Gute Therapeutinnen können erkennen, ob religiöse Aktivitäten für ihre Patienten eventuell günstig wären. Manchmal werden die Patientinnen von ganz alleine in einen Ashram, Tempel, in eine Kirche oder aus ihr heraus, zu bestimmten Büchern oder zu einer Praxis(übung) geführt. Ich habe alles drei erlebt: Therapie ohne aktive, disziplinierte Spiritualität, aktive Religiosität in einer Krise und ohne therapeutische Begleitung, beides zur selben Zeit bzw. einander überschneidend.
Ich habe auch erlebt, wegen beunruhigender Erfahrungen, die nicht thematisiert werden konnten, therapeutische Hilfe zu suchen, die ich dann auch erhalten habe.

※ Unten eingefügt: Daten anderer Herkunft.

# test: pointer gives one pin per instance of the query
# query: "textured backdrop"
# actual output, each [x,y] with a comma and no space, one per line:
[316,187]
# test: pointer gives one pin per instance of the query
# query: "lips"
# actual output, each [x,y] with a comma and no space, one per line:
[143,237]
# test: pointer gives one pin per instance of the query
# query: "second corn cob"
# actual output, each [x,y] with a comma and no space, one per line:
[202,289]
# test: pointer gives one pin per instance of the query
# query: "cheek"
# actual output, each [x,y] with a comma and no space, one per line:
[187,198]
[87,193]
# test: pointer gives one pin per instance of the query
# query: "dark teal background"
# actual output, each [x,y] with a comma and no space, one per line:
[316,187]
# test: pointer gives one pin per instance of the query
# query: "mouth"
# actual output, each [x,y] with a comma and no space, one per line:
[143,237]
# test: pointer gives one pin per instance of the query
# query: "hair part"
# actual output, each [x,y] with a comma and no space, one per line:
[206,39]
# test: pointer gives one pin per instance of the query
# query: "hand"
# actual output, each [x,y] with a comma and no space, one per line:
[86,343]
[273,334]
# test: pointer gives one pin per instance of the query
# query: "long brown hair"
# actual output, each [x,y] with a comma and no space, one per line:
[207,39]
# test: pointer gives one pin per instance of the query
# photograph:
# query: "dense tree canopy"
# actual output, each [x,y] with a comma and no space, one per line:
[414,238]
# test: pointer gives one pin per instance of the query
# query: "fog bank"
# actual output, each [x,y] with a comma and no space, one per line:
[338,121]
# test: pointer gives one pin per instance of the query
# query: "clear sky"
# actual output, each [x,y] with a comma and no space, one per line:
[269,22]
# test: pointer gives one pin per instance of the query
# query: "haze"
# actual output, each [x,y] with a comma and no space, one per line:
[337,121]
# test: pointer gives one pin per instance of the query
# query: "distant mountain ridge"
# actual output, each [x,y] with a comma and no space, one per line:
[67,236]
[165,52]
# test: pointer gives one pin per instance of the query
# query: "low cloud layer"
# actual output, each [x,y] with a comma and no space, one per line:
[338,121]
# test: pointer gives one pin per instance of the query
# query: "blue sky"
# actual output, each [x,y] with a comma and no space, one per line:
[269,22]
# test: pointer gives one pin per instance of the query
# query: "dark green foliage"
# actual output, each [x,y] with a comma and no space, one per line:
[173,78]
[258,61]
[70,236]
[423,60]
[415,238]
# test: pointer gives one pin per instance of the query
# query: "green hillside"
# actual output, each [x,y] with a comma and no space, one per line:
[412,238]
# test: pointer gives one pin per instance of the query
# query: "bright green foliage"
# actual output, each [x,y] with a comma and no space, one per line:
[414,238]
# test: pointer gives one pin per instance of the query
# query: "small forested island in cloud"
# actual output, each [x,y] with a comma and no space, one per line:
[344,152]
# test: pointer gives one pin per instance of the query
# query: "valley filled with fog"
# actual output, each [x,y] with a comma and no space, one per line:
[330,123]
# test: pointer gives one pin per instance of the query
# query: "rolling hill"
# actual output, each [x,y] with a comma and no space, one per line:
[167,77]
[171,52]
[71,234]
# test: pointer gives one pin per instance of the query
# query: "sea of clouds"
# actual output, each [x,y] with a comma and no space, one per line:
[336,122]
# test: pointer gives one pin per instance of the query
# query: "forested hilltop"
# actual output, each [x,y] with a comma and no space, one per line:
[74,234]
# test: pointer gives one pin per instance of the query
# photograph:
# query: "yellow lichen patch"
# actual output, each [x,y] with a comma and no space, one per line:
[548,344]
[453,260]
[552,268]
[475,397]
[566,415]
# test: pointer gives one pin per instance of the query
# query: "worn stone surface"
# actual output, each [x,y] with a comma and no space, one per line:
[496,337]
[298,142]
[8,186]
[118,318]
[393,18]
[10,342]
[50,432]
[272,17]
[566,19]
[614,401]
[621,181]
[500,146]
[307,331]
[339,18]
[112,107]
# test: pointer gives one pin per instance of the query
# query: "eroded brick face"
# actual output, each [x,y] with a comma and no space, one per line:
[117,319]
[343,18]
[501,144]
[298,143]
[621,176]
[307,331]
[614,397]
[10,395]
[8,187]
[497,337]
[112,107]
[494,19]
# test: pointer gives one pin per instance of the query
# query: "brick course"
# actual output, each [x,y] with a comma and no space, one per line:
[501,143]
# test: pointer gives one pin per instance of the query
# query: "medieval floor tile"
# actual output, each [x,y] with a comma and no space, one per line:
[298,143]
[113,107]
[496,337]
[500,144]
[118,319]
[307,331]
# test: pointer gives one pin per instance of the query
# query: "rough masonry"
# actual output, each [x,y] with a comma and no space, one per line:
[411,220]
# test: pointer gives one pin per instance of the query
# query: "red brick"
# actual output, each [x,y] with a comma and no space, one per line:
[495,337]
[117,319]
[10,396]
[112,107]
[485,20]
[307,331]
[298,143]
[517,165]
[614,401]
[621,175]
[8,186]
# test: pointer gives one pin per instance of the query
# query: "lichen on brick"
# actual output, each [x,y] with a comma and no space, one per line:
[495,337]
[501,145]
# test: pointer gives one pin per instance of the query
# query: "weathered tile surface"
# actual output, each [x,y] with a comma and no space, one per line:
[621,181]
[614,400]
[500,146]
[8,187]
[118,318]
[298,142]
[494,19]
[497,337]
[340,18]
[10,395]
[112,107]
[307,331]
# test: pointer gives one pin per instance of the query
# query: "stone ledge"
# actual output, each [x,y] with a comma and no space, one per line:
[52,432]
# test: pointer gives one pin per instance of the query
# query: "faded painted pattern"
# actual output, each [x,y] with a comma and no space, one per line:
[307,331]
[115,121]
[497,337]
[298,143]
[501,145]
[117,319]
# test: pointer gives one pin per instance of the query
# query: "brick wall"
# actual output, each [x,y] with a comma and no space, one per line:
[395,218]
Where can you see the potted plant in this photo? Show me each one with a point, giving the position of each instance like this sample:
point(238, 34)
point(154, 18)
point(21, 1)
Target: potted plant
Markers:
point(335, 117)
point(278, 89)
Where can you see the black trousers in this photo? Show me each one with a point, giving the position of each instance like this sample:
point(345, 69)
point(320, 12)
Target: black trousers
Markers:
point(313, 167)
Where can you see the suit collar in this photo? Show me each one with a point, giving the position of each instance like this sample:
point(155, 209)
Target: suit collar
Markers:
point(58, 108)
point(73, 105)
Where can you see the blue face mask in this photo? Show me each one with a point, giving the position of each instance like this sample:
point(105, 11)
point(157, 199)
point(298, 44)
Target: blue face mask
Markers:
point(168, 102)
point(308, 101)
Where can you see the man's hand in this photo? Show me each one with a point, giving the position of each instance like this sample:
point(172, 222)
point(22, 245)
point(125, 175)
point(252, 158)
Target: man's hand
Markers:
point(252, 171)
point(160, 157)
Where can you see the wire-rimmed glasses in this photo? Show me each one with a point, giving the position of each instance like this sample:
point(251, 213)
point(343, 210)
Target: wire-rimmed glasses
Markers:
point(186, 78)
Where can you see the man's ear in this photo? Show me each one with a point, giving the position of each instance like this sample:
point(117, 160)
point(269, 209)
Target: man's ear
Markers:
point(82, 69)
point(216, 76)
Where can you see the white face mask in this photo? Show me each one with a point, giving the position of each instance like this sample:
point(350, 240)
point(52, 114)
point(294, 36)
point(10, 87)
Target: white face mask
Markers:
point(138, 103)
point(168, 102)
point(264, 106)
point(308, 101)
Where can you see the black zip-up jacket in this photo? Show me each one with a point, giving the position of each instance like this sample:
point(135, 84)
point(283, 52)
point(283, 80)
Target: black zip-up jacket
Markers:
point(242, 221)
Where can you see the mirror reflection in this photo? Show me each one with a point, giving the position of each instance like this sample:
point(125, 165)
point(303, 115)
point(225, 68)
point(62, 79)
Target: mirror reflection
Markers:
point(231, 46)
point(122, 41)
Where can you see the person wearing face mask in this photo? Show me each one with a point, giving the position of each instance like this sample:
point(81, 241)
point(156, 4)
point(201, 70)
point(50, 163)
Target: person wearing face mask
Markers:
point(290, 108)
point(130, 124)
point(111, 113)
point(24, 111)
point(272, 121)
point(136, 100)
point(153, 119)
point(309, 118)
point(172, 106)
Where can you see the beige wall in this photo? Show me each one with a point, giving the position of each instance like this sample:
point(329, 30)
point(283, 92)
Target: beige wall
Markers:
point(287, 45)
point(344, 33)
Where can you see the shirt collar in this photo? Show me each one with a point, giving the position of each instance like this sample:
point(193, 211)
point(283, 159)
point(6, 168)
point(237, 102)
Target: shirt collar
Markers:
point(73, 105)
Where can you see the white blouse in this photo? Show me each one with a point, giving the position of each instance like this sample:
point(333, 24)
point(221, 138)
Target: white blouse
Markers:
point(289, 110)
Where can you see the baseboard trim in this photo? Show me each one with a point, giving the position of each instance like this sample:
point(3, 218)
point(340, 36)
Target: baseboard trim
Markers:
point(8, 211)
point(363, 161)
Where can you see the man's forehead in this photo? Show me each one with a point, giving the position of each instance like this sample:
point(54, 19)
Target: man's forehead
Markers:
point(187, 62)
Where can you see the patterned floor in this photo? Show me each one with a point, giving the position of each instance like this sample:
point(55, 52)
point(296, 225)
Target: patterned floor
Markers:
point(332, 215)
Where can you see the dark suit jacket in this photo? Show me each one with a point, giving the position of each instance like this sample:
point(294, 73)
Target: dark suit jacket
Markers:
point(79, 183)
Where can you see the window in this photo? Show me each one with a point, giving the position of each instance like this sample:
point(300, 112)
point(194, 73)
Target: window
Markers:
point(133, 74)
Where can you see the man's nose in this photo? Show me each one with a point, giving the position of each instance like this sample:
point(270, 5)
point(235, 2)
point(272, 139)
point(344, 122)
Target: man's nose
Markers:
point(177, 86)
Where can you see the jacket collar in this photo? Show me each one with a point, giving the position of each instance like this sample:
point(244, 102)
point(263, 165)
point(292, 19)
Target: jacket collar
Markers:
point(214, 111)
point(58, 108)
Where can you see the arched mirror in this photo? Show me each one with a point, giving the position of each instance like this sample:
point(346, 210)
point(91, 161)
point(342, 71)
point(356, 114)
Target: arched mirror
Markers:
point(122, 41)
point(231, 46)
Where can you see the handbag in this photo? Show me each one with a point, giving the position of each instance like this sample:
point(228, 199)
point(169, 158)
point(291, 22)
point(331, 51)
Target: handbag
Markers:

In beiden Fällen hat die Beziehung zu der Person, die die spirituelle Leitung innehatte, nicht gehalten. Diese Erfahrung kann so gedeutet werden: Wo nicht fast alles angstfrei (oder relativ angstfrei) ausgesprochen werden kann, ist man nicht gut aufgehoben. Es muss möglich sein, Befürchtungen und Kritik zu äußern, in einem sicher gehaltenen Raum. Wie es möglich sein muss, erfolgreich um Hilfe zu bitten.

Was nicht heißt, dass wir nicht manchen schmerzhaften oder sogar sehr schmerzhaften Erkenntnisschritt machen werden, und zwar sowohl in einer Therapie wie in einer Sangha/Community. Schmerzen zu halten, auszuhalten und ein höheres Maß von Frustrationstoleranz und Flexibilität zu entwickeln, das fordern beide Heilungswege. Wer überangepasst ist, lernt, Risiken einzugehen. Wer süchtig nach Risiko ist, übt „Langeweile“. Die Psychoanalyse hat nie Sicherheit versprochen, allerdings ein wenig zu stark das Mysterium und Kunsttherapie, reife Religiosität verworfen. Das war nach Hitlers, Lenins und Stalins Absolutheitsansprüchen mit teilweise psychotischen wahngesteuerten Handlungen vielleicht auch das Angemessene. Doch eine Annäherung und Versöhnung beider Wege würde den Menschen „ganzer“ machen und ihn vor dem Machbarkeitswahn im Therapeutischen schützen. Allerdings wäre dazu die Voraussetzung, dass Therapeuten sich stärker für Machtmissbrauch in allen, auch eigenen, Institutionen interessieren, in Schule, Kirche, bei der Polizei usw. und der Gesellschaft helfen, Eigenwohl, Gemeinwohl und Weltwohl gesund miteinander zu verbinden.
Ob wir struktureller Gewalt mit vereinten Kräften wirksamer begegnen werden? Ich glaube, ja. Jedoch nur, wenn wir unseren Kindern und Jugendlichen wirklich zuhören, ihre Erfahrungen und tiefsten Wünsche für ihre Zukunft endlich ernst nehmen.